Et une telle compréhension ne peut pas être dite fausse; cependant, elle est manifestement insuffisante. Depuis déjà vingt siècles, pour beaucoup de personnes qui n'acceptent le Christ que comme un sage et un moraliste, ses paroles sur la Chair et le Sang demeurent fermées et incompréhensibles, exactement comme pour beaucoup de ses auditeurs d'alors. Il suffit d'imaginer un Juif ayant fermement assimilé que la loi de Moïse interdit non seulement la consommation du sang, mais considère aussi comme souillant, et exigeant des rites de purification, tout ce qui est lié à l'écoulement du sang. Et soudain il entend parler de la nécessité de boire du sang, et encore du sang humain, et de plus le Sang de cet étrange prédicateur. Même pour une image prophétique, un tel appel sonne de manière trop scandaleuse!
Pour nous qui lisons l'Évangile bien des siècles plus tard, il est plus facile de voir qu'ici le Christ parle de l'eucharistie; mais il ne faut pas s'arrêter là. Le sens de l'eucharistie est profond et incompréhensible dans sa plénitude. Il n'est parfois pas inutile de se rappeler combien les anciens Juifs furent bouleversés en entendant pour la première fois l'appel de Jésus à manger sa Chair et à boire son Sang.

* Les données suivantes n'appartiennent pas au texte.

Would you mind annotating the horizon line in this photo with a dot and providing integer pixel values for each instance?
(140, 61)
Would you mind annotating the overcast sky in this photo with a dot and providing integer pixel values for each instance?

Peut-être cela nous aidera-t-il à ressentir de nouveau ce qu'a été la Cène pour la première génération des disciples du Christ. L'évangéliste Jean, à la différence des autres évangélistes, ne mentionne pas que les disciples aient mangé le Corps et le Sang lors de la Cène. Mais les paroles du Sauveur qu'il nous a conservées sont tout aussi importantes pour comprendre l'essence de ce qui se passait alors.